Legionnaires’ disease is a form of atypical pneumonia caused by any type of Legionella bacteria. Signs and symptoms include cough, shortness of breath, high fever, muscle pain, and headache.


Legionella organisms are often found in soil and freshwater. Amoebae present in fresh water are a natural reservoir for these bacteria. These organisms can enter a building’s plumbing system through fresh water sources; a building’s water supply is often the cause of a Legionella epidemic. The organisms of this disease are embedded in a biofilm that forms inside water pipes and containers. Infection is usually acquired by inhaling aerosols of contaminated water. Nosocomial infection usually involves a supply of contaminated hot water. Legionella infection is not passed from person to person, although a probable case was reported in 2016.


Legionnaires’ disease is a flu-like syndrome with acute fever, chills, malaise, myalgia, headache, or confusion.

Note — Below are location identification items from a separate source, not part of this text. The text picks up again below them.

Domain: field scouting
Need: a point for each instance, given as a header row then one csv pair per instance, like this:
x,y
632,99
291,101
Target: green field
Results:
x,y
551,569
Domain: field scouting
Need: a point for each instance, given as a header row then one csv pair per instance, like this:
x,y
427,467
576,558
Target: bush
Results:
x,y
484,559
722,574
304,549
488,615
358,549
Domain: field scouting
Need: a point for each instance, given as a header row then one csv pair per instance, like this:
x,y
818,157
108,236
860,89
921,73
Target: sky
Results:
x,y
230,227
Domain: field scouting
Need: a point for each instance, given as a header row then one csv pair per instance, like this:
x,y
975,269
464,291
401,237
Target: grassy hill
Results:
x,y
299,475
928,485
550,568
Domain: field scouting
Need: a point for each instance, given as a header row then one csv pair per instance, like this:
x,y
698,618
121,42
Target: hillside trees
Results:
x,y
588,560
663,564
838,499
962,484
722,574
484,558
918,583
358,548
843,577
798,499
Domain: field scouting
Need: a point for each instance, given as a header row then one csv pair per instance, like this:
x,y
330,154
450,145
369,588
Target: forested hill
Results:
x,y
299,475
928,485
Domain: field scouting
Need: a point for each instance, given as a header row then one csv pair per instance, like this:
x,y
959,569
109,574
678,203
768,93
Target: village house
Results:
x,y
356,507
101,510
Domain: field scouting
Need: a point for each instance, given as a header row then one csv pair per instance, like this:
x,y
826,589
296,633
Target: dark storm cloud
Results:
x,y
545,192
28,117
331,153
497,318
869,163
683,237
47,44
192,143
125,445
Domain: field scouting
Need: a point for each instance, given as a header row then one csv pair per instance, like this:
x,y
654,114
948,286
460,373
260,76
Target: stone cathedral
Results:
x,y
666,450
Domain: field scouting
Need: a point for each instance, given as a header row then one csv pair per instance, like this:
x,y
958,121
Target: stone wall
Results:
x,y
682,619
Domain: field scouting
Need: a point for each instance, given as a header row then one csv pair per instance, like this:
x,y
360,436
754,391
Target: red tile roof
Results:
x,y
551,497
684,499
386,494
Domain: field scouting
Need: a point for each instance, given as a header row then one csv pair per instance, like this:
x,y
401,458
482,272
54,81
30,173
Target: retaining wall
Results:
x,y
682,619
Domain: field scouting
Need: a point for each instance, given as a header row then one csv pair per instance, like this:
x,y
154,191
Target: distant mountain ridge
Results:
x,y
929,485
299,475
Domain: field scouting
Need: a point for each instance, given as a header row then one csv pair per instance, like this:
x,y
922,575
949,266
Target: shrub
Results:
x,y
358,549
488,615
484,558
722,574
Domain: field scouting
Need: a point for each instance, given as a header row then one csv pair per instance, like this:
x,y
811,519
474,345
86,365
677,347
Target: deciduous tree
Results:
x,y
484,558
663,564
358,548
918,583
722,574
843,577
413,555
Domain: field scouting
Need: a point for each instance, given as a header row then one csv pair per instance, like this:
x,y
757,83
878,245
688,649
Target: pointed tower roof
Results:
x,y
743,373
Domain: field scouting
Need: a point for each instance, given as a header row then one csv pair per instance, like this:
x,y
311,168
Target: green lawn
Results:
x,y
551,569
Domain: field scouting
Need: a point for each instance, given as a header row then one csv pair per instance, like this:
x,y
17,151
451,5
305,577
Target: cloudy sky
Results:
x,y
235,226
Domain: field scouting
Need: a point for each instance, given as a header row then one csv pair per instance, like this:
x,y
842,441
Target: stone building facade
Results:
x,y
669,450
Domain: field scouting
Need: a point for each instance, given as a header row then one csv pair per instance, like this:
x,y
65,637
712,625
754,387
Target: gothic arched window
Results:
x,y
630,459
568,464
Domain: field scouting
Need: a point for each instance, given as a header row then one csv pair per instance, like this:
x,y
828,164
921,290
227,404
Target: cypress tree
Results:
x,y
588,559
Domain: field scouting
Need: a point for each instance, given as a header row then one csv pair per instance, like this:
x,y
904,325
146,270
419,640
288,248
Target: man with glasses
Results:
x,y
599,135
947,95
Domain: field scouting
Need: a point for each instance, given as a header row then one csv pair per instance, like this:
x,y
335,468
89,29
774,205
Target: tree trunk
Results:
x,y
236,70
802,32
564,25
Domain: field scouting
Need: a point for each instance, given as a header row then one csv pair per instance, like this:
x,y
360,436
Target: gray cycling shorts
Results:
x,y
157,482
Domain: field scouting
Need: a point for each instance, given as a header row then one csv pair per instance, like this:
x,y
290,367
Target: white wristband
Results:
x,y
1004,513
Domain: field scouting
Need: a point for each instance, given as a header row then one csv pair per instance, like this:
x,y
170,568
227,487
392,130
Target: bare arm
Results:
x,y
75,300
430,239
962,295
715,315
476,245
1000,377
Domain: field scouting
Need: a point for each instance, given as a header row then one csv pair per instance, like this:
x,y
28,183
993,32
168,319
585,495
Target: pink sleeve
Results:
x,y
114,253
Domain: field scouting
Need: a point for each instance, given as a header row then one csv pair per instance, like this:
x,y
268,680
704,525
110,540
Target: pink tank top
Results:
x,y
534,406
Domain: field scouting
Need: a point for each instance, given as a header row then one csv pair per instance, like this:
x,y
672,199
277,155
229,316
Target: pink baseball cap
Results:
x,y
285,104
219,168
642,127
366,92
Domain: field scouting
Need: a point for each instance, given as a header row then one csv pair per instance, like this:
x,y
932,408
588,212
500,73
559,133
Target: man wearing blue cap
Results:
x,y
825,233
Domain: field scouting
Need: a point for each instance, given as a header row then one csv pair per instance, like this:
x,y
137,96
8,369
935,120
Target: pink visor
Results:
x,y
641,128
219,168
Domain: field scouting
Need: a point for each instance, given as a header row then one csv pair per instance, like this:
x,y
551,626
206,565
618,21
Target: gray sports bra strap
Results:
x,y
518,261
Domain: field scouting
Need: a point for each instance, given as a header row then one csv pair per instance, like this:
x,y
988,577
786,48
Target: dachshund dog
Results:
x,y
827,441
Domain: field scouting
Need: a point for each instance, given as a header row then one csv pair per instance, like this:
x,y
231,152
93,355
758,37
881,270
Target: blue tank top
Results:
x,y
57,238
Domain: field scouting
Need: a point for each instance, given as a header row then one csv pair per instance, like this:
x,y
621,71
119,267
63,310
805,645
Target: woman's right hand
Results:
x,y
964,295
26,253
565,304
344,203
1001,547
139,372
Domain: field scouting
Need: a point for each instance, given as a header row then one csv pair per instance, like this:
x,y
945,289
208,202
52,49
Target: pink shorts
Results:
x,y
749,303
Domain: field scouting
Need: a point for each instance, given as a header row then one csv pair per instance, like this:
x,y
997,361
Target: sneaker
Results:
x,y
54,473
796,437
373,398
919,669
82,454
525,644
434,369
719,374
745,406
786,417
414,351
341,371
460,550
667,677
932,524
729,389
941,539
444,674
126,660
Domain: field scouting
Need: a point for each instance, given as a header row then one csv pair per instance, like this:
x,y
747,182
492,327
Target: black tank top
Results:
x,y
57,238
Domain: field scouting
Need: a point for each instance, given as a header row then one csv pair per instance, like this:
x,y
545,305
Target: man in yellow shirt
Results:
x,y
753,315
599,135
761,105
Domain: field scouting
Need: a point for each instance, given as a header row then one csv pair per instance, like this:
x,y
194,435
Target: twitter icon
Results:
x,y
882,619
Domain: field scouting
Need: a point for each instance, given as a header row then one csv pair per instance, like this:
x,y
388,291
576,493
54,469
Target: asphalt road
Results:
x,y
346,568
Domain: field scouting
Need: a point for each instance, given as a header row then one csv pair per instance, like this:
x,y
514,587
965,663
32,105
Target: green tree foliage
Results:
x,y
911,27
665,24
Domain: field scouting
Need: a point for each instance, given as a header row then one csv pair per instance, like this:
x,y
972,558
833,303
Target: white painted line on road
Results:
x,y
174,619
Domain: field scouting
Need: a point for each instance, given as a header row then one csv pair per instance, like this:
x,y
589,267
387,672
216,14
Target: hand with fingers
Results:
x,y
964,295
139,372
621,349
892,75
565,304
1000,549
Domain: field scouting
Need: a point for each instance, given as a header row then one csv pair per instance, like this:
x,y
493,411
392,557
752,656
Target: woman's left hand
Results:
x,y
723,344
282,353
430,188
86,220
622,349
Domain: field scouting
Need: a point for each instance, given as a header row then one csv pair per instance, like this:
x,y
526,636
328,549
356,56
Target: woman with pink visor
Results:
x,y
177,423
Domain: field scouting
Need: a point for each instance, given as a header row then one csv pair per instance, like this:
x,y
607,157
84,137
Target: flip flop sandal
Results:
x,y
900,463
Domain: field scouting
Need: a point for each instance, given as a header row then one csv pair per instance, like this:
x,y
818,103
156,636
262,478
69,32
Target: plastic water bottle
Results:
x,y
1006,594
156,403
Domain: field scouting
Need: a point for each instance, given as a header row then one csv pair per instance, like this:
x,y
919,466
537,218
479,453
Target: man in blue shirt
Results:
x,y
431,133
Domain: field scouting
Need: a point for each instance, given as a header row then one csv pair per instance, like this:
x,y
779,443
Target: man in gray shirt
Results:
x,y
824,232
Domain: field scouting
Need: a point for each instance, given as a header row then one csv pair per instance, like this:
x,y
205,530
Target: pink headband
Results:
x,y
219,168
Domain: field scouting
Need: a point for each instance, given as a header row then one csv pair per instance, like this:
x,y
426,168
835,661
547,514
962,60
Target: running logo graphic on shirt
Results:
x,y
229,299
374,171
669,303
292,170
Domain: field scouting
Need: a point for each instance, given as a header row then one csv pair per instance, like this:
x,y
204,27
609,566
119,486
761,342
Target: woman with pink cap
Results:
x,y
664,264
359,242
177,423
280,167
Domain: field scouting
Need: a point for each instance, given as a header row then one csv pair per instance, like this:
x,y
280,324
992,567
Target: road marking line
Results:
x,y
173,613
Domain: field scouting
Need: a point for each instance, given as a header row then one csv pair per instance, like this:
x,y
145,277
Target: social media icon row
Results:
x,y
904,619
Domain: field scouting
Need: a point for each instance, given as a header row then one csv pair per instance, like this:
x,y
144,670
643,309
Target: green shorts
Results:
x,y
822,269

Nausea, loose stools or watery diarrhea, abdominal pain, cough, and arthralgia also occur frequently. Pneumonic manifestations can include dyspnea, pleuritic pain, and hemoptysis. Fever-related bradycardia can occur, especially in severe cases.
The differential diagnosis of Legionnaires disease includes:

  • Acute respiratory distress syndrome
  • Aspiration pneumonia
  • Bacterial pneumonia
  • Bronchitis
  • Empyema
  • Gastroenteritis
  • Heart failure
  • HIV disease
  • Immunocompromised pneumonia
  • Influenza
  • Meningitis
  • Pleural effusion
  • Prostatitis
  • Respiratory distress
  • Septic shock
  • Typical, atypical, and severe community-acquired pneumonias
  • Viral pneumonia
  • Q Fever


Legionnaires’ disease requires treatment with antibiotics (medicines that kill bacteria in the body), and most cases of this illness can be treated successfully. Healthy people usually get better after being sick with Legionnaires’ disease, but they often need care in the hospital.